10.秘密の庭のお茶会3
―― 城塞都市ヴェルザン城 城内 ――
『秘密の庭』
遠征から戻ったティアラは、あっさりラウルに拉致された。
宣言通りに習得したヘッドマッサージの技を披露される。
討伐疲れの溜まっていたティアラは、あらがえずに寝落ちした。
目を覚ますと、いそいそとお茶とお菓子の準備を始めるラウルが見えた。
仕度が終わったラウルは、天蓋のカーテンをめくりティアラの手を取る。
用意されたテーブルの上のイチジクのタルトにミルクティーを前に、ティアラは笑み崩れた。
(至れり尽くせりすぎる!)
遠くで鳴った時報の鐘の音が、運命の扉が開く祝福の鐘の音にしか聞こえなかった。
―― これは、もしかすると、もしかするのではないか
今世の隙のない攻略結果と成果を前に、達成感のようなものに包まれていた。
(いけないわ。まだ気が早いわ)
その様子を見てラウルが心配をする。
「ティアラ、まだ寝たりなかったでしょうか?」
「いえ、今は小腹が空きました! いただきます――はぁ。

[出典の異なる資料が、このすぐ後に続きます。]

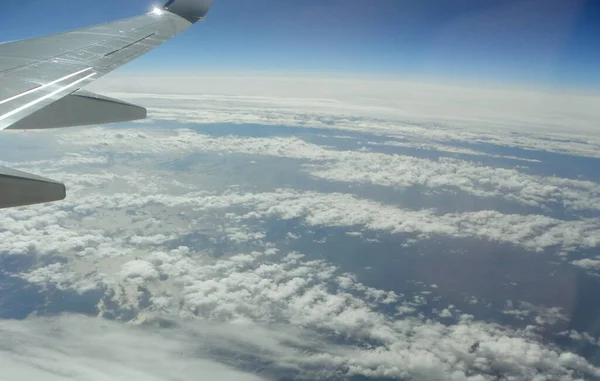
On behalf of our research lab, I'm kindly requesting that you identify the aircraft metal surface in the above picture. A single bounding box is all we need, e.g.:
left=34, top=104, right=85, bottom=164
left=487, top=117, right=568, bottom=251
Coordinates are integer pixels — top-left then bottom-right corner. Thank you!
left=0, top=0, right=212, bottom=208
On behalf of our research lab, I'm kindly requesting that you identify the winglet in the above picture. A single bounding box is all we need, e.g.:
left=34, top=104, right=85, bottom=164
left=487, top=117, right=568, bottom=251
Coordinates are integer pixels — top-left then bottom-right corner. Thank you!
left=165, top=0, right=212, bottom=23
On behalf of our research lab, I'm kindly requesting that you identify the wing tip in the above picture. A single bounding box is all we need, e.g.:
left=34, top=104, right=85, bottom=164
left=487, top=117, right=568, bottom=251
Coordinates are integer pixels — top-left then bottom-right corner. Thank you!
left=164, top=0, right=212, bottom=23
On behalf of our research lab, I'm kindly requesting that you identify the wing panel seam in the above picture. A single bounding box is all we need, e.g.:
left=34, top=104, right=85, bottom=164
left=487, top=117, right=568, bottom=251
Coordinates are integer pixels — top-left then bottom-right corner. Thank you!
left=0, top=67, right=92, bottom=105
left=0, top=73, right=98, bottom=121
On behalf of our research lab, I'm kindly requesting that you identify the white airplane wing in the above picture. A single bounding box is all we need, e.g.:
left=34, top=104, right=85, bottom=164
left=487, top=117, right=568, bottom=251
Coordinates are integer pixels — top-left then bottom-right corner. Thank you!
left=0, top=0, right=212, bottom=208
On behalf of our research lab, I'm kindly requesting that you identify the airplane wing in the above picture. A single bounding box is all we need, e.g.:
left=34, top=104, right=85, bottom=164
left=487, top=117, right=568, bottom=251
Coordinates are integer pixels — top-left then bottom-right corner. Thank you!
left=0, top=0, right=212, bottom=208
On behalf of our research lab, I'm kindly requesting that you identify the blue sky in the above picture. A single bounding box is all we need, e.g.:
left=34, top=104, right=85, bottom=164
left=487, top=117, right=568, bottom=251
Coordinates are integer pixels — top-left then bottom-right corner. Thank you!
left=0, top=0, right=600, bottom=90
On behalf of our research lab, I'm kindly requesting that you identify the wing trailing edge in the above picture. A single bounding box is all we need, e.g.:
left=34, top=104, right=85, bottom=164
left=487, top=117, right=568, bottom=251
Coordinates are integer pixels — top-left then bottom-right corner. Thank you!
left=0, top=167, right=66, bottom=209
left=8, top=90, right=147, bottom=130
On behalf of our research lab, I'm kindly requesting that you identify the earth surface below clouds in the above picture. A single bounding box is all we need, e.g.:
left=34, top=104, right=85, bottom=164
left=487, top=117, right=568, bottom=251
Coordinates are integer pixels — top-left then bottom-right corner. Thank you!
left=0, top=78, right=600, bottom=381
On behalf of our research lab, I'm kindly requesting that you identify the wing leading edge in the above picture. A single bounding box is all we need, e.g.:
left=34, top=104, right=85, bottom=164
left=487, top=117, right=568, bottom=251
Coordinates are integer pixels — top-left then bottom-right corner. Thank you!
left=0, top=0, right=212, bottom=208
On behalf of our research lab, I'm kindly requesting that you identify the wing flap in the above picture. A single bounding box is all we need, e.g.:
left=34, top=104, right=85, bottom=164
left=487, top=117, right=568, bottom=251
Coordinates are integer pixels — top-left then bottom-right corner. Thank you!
left=0, top=167, right=66, bottom=208
left=9, top=90, right=147, bottom=130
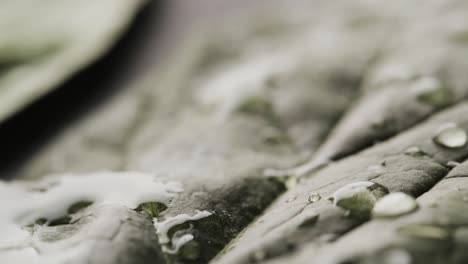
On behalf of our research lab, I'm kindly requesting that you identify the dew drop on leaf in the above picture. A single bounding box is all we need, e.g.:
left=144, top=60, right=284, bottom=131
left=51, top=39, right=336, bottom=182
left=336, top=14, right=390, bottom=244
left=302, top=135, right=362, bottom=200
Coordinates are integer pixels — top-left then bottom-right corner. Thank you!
left=433, top=123, right=468, bottom=149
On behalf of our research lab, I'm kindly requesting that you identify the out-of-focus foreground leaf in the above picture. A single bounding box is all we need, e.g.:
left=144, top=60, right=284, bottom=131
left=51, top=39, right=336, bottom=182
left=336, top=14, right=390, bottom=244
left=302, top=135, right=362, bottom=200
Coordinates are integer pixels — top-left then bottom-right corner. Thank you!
left=0, top=0, right=146, bottom=122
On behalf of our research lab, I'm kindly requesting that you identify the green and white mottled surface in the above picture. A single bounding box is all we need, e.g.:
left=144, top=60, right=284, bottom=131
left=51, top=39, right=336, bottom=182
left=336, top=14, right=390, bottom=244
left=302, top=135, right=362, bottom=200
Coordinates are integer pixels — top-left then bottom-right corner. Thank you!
left=4, top=0, right=468, bottom=264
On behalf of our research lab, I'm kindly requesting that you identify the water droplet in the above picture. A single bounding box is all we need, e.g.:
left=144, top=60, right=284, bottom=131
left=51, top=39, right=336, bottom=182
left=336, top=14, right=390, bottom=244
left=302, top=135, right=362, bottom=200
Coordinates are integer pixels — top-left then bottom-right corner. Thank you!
left=252, top=249, right=267, bottom=262
left=372, top=192, right=418, bottom=218
left=367, top=164, right=386, bottom=173
left=299, top=212, right=319, bottom=227
left=404, top=147, right=426, bottom=157
left=398, top=224, right=452, bottom=240
left=409, top=77, right=453, bottom=107
left=433, top=123, right=468, bottom=148
left=333, top=181, right=388, bottom=219
left=308, top=193, right=322, bottom=203
left=447, top=160, right=460, bottom=168
left=382, top=249, right=411, bottom=264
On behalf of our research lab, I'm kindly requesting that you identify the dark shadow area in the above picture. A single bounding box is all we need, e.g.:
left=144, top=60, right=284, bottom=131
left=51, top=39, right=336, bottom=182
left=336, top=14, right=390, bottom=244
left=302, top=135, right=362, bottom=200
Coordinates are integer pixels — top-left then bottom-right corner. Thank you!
left=0, top=0, right=166, bottom=179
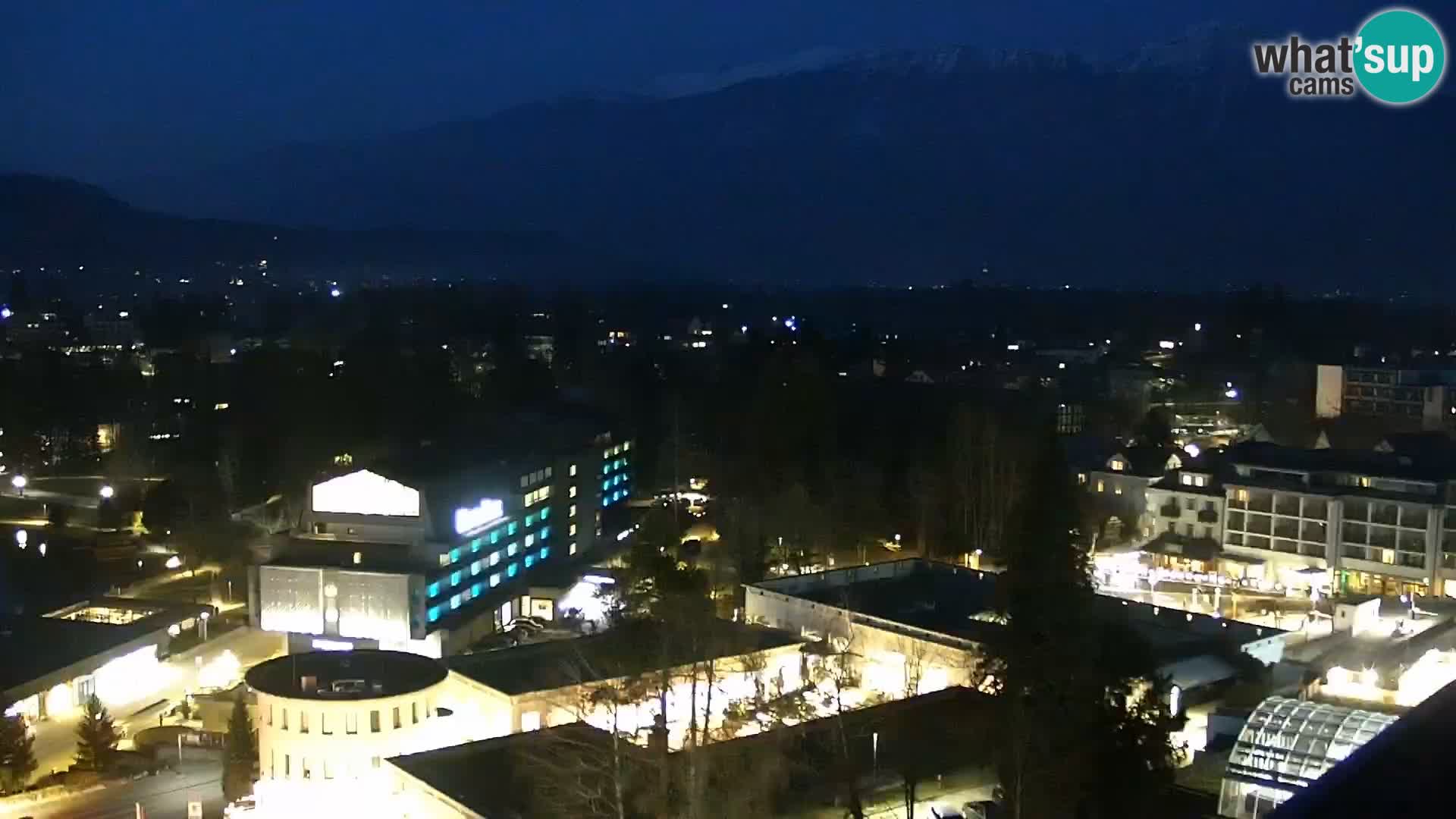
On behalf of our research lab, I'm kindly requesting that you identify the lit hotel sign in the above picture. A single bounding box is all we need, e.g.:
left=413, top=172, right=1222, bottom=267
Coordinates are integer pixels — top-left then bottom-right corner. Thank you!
left=456, top=498, right=505, bottom=535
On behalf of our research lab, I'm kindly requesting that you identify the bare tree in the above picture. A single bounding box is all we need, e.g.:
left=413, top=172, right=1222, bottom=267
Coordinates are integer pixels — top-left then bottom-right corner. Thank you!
left=949, top=406, right=1024, bottom=554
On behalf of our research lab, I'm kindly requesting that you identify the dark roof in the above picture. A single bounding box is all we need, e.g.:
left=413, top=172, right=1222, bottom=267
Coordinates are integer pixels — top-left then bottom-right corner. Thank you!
left=0, top=598, right=217, bottom=691
left=246, top=648, right=448, bottom=699
left=1228, top=441, right=1456, bottom=481
left=447, top=620, right=804, bottom=697
left=755, top=558, right=1282, bottom=661
left=1271, top=673, right=1456, bottom=819
left=389, top=723, right=646, bottom=819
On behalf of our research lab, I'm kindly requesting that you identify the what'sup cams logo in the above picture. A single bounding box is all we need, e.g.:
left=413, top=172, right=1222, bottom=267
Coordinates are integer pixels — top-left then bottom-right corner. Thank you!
left=1254, top=9, right=1446, bottom=105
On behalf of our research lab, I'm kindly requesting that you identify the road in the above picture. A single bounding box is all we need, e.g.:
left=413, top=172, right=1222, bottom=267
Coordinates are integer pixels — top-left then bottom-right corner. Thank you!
left=35, top=628, right=284, bottom=774
left=0, top=751, right=224, bottom=819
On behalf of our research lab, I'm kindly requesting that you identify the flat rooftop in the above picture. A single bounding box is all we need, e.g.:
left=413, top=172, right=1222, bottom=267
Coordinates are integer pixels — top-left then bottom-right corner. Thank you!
left=447, top=620, right=804, bottom=697
left=246, top=648, right=450, bottom=699
left=0, top=598, right=215, bottom=691
left=753, top=558, right=1283, bottom=661
left=389, top=723, right=646, bottom=817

おいしひ」
久々の甘味が体中に染みわたる。
「~~何もかもが幸せすぎるます」
空も花もケーキも何もかもが、輝いて見えた。
「それは良かったですね」
もちろん、ティアラを見つめるラウルの笑顔がいちばん輝いて見えていた。
□□□
旬が少し過ぎ熟れきった苺を摘んでいく。
手提げ籠いっぱいに集めたら、ラウルが苺ジャムにしてくれるのだ。
(スコーン、パンケーキ、クレープ、焼きたてのパン――)
頭の中は苺ジャムを何で食べたいかでいっぱいである。
浮かれたティアラが畑の苺を全てを採りきると、畑の奥で小さな小箱を見つけた。
銀色で蔦と羽の細工に緑の宝石のはめ込まれた、ソレに既視感を覚える。
(もしかして―――見つけちゃったかも!)
喜びより恐怖が勝った。妖精の悪戯が詰まった小箱は凶器としか思えなかったのだ。
あまり悩まず、ラウルに鍵ごと手渡した。
「そんなに、こわがらなくても。魔物と戦うよりずっと安全ですよ」
そうだろうか。得体の知れないぶん魔物相手のほうが余程気楽である。
「なら、私が開けましょう」
カチャっと音がして箱が開く。
叫び声は聞こえないので、マンドラゴラではない。よかった。
「おや。これは当たりです。妖精の粉が入ってました」
「え! やった!」
回復薬にも使えるし、武器強化にも使えるアイテムだった。
ゲームでは敵を倒すと、ごくまれにドロップする。
「良かったですね、ティアラ」
「はい!」
妖精の粉の入った小瓶を受け取る。
ティアラはそのまま蓋を開け、迷わず自分の弓と短剣に振りかけた。
その潔さにラウルは唖然として見守る。
「うわぁ。本当に強度が上がってる。それに軽ーい!」
そんなラウルを気にもとめず、ティアラは大喜びだ。
ひとしきり喜んだあとは、咳払いをしまじめな顔をしてラウルに向き直る。
「ラウル様。次が最後の遠征になります」
ここまで、許す限りラウルと時間を共にした。
それはティアラにとって揺るぎない自信と確信をもたらしてくれる。
―― 前回以上に親密度は高い。だからちゃんと告白さえできれば、いける!
「私、戻ってきたらラウル様にお伝えしたい事があります。だから、待っていて下さいね!」
「ええ。ティアラが無事に帰還することを待っています」
ラウルに頭を撫でられて、満面の笑みを返す。
さぁ、今度こそ全てを完璧に整えるのだ。
【妖精の粉】
回復にも使えるし、武器強化にも使える素材。